I also learned I was not going to be able to make enough calls with a modified key copying machine and tubing cutters to make a living in the industry. That was about the time that I met the owner of Consolidated Plastics, an injection molding company in Bloomfield, MO.
I am thankful for all of the people that have helped along the way, from my wife to many friends that have put together thousands of calls (usually for nothing more than pizza and beer).
Later, I met some good folks with a desire to invest in Flextone. It was their help, along with the hard work of friends and co-workers that propelled Flextone to the next level.
4- I was wrong when I thought I was the one in control.
I was having a little success doing what I wanted to do: traveling, hunting, selling calls, partying, and thinking that I was steering the ship, but I was going in all the wrong directions. Eventually, I ran aground, but luckily I did not sink. I let God have control and he righted the ship.
5- Hunting is my passion, making hunting videos is not the same.
It seems odd to people when I complain about filming hunting trips, but it’s harder to make good TV than people think. In fact, about the only way to ruin a great day in the duck blind, deer stand, or the turkey woods is to get bad video. A camera malfunction can turn a once in a lifetime hunt into a day you would rather forget. Props to those in the industry that have the patience to make good TV.
6- Working in an industry you love is still work.
It’s a tough, competitive industry- you have to fight for every success. There are only a few pegs in each sporting goods store for each category of products, and there are many people and companies that want those pegs. Sometimes I have to remind myself why I got in the hunting industry and make an effort not to let the business get in the way of my passion for hunting.
I once thought that if I made enough money everything would be fine. Now I have two young boys and my eyes are beginning to open. If I put God first, family second, and work third- everything really will be fine.
8- Wearing too many hats will make you loose your head.
Managing a small company that’s trying to operate like a larger company means everyone has to fill many roles and wear lots of hats. Switching from the product development hat to the production hat, the quality control hat, the marketing hat, the sales hat, the customer service hat and even the janitor hat, can really make your head spin.
9- Choose the hat that fits you best.
In March of 2007 I took off a few hats. Flextone brand game calls was sold to Wildgame Innovations, LLC., and I joined the Wildgame Team in an effort to take Flextone to an all new level. Wildgame has already proven that they can successfully develop and market great products. You only have to take one look at their flagship products such as Acorn Rage, Acorn Rage Infused, and Acorn Rage Feeder Fat to see this.

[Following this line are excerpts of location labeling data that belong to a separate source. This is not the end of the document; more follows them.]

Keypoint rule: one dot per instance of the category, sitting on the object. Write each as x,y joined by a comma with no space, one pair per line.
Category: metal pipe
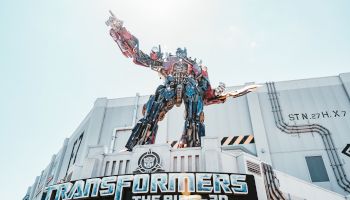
324,132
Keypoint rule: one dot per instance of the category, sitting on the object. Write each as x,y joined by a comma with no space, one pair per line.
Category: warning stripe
231,140
235,140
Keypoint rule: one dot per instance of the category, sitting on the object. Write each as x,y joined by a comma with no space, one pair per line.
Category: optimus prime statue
186,80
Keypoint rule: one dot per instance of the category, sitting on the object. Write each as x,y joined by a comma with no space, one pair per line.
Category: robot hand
220,89
115,23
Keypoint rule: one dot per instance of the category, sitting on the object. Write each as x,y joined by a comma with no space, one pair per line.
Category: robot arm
219,95
129,45
211,96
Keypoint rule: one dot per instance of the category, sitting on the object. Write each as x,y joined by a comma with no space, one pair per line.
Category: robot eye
154,49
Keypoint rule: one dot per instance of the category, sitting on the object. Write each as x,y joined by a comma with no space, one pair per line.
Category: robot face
181,53
154,49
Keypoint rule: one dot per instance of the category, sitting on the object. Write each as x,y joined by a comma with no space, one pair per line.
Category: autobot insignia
149,162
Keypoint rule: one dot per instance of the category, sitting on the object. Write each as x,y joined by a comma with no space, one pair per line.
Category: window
317,170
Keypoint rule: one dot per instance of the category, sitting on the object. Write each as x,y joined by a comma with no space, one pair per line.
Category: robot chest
180,71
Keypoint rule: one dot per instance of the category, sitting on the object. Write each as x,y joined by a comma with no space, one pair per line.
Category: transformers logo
149,162
158,186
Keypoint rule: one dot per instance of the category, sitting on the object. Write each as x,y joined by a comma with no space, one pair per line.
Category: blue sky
56,58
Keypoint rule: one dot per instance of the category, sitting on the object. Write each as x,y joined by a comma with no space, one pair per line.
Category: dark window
317,170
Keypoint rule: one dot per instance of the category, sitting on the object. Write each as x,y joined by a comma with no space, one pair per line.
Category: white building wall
107,127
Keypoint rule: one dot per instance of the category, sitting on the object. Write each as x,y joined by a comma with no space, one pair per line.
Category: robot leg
146,128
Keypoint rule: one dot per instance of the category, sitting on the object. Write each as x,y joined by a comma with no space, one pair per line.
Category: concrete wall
107,127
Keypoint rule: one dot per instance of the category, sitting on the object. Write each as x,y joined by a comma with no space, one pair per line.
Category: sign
346,150
149,162
159,186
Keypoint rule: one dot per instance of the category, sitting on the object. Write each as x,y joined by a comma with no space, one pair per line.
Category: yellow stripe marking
228,140
238,139
249,139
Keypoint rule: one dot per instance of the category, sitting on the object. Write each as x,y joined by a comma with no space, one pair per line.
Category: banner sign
159,186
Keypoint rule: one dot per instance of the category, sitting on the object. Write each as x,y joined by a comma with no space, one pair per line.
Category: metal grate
253,167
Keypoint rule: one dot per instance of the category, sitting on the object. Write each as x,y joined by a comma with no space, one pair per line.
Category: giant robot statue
186,80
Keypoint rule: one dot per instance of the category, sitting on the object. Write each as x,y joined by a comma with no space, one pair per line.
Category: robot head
181,53
156,53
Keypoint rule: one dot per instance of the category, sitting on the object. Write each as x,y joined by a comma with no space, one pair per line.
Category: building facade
292,136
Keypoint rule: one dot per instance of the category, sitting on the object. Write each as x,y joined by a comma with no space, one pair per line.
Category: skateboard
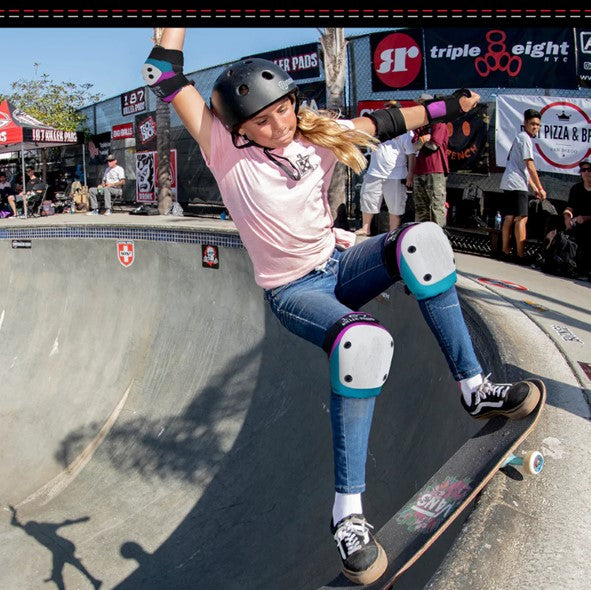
423,519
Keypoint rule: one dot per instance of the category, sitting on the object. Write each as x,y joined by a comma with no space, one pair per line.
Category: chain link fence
196,184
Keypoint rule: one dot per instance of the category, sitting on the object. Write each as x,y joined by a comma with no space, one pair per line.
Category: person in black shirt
577,216
34,186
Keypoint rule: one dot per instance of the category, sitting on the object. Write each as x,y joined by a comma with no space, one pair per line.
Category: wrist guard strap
447,108
163,72
389,123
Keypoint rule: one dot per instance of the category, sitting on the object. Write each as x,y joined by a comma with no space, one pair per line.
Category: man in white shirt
520,174
389,174
111,186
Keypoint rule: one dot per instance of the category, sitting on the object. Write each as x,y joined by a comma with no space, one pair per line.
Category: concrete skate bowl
161,430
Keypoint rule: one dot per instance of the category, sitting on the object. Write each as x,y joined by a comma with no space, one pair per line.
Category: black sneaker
364,559
513,400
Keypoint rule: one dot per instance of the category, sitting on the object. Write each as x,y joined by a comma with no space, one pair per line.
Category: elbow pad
389,123
163,72
447,108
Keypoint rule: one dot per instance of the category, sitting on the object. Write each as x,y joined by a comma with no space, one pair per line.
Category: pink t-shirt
285,225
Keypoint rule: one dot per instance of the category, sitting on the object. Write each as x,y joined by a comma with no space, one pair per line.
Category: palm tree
165,196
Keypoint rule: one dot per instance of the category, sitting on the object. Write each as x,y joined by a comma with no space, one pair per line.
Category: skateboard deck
424,518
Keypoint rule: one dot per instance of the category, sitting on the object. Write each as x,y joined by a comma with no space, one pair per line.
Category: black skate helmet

I look forward to seeing Flextone game calls highlighted on the Wildgame Nation TV show every Saturday afternoon on the Outdoor Channel. I am also excited to get rid of a few hats. It is the sales process that I have found to be my favorite part of the hunting business, and I have recently created Professional Marketing Inc., a rep agency and as a result, I will get to remain in contact with the many friends I have made within the industry.

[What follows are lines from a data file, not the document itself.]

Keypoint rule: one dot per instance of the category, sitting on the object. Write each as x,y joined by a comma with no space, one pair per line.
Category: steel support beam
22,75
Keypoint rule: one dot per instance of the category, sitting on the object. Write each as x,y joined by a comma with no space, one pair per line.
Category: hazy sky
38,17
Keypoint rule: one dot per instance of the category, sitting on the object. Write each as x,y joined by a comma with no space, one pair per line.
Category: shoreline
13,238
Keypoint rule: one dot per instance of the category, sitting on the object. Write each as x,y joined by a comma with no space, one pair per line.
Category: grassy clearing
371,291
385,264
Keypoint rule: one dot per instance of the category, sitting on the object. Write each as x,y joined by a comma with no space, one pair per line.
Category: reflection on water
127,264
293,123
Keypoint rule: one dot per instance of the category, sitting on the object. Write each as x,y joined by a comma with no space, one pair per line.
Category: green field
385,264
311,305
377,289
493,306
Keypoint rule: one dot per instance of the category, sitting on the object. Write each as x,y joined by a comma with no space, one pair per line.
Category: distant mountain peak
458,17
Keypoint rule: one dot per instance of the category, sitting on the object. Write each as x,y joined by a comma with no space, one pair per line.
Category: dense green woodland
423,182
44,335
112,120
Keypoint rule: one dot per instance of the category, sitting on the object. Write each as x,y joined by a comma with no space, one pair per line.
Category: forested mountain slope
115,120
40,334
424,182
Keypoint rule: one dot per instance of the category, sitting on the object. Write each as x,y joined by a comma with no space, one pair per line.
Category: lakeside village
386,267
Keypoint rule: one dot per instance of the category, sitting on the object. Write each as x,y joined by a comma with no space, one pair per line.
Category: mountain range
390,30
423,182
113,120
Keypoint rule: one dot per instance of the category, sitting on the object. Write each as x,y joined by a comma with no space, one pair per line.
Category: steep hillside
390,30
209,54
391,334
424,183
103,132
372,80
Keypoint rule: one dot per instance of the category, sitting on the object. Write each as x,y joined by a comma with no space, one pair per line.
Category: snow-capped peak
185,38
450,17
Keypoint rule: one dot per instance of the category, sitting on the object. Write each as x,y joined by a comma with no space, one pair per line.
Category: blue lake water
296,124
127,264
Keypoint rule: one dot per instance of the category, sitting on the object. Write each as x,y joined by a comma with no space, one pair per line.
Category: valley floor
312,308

Now when I put on my salesman’s hat I will continue to sell Flextone game calls, but I will also get to add some other great products to the mix. I am now the Nikon Sport Optics rep for Mississippi and Alabama as well, so I will also be out showing what makes Nikon the “Trusted Name in Optics.”
10- I don’t even know what all I don’t know.
When I look back I realize how little I knew when I got into this industry. I have a feeling that ten years from now I will look back and realize how little I know now. There is one thing, however, that I’m sure of – I have been very lucky and blessed.